Chromosome || The Genetic material

E. Strasburger in 1875, discovered thread like structure in the cell which appeared during cell division. These thread like structure were called chromosome - a term coined by W. Waldeyer in 1888. In all eukaryotic cells, the well organised nucleus contains a definite number of chromosome of distinct size and shape.

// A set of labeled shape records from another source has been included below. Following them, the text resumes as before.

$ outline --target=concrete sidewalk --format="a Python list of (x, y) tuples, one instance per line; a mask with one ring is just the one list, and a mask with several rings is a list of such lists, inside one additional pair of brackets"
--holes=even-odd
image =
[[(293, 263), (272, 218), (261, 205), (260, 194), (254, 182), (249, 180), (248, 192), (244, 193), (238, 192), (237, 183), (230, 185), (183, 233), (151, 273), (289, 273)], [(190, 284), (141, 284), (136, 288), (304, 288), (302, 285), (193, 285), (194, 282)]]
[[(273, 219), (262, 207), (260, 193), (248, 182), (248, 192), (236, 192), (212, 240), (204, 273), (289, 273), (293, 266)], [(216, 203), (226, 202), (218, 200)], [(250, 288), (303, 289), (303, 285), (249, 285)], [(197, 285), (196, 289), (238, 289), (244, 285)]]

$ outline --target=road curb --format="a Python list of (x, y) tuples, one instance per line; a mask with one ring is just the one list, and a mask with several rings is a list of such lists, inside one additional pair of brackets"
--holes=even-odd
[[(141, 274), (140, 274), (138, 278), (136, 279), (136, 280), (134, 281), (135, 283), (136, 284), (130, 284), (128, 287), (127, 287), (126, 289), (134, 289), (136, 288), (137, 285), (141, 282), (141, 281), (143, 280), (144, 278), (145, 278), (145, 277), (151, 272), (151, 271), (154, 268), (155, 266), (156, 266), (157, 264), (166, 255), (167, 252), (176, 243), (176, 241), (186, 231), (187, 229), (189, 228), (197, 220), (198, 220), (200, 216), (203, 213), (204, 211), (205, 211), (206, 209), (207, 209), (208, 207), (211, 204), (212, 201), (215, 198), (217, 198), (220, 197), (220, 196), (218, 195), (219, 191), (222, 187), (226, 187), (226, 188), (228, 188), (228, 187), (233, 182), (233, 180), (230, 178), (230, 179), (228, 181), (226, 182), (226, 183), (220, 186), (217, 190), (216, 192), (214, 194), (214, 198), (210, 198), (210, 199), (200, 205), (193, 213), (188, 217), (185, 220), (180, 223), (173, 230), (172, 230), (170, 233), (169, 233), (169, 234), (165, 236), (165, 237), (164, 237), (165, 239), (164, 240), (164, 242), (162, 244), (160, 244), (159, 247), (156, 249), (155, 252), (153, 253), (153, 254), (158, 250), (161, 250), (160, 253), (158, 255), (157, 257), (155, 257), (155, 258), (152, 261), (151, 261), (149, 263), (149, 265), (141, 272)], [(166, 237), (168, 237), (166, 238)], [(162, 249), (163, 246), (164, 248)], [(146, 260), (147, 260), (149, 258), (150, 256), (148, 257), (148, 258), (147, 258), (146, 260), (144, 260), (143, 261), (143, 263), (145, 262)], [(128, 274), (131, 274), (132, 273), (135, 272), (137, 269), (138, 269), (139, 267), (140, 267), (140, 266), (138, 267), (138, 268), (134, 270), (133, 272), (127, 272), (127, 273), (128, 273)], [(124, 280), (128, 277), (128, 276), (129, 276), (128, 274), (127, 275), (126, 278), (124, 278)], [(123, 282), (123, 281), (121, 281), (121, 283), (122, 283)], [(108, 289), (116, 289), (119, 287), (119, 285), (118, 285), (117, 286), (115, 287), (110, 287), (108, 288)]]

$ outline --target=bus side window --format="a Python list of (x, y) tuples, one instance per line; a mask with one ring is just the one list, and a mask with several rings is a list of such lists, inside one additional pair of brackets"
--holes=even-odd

The chromosome become distinct only during cell division. At the interphase stage of the cell cycle, the chromosome with in the nucleus remain in the form of long, loosely coiled, irregular strands called chromatin reticulum. Chromatin contains DNA and some base proteins called histones, some non histone proteins and also RNA. At the S-phase they replicate and the two chromatids remain attached. With the onset of mitosis or meiosis I, the long replicated chromosome condense.

Number | Shape | Size

The number of chromosome in a cell of an organism varies considerably from species to species, but is constant for a species. In animals, the lowest number of chromosome occur in Ascaris megalocephala where the haploid number is one, and perhaps the highest in Aulacntha  with haploid number 800.
In human beings the deploid number is 46. Of these one set of 23 chromosome is derived from the mother egg cell and the other of 23 chromosome from the father sperm cell.

The size of chromosome also varies from species to species. A chromosome, measured at mitotic metaphase, may be as short as 0.25 um in fungai and bird or as long as 30 um in plants like Trillium.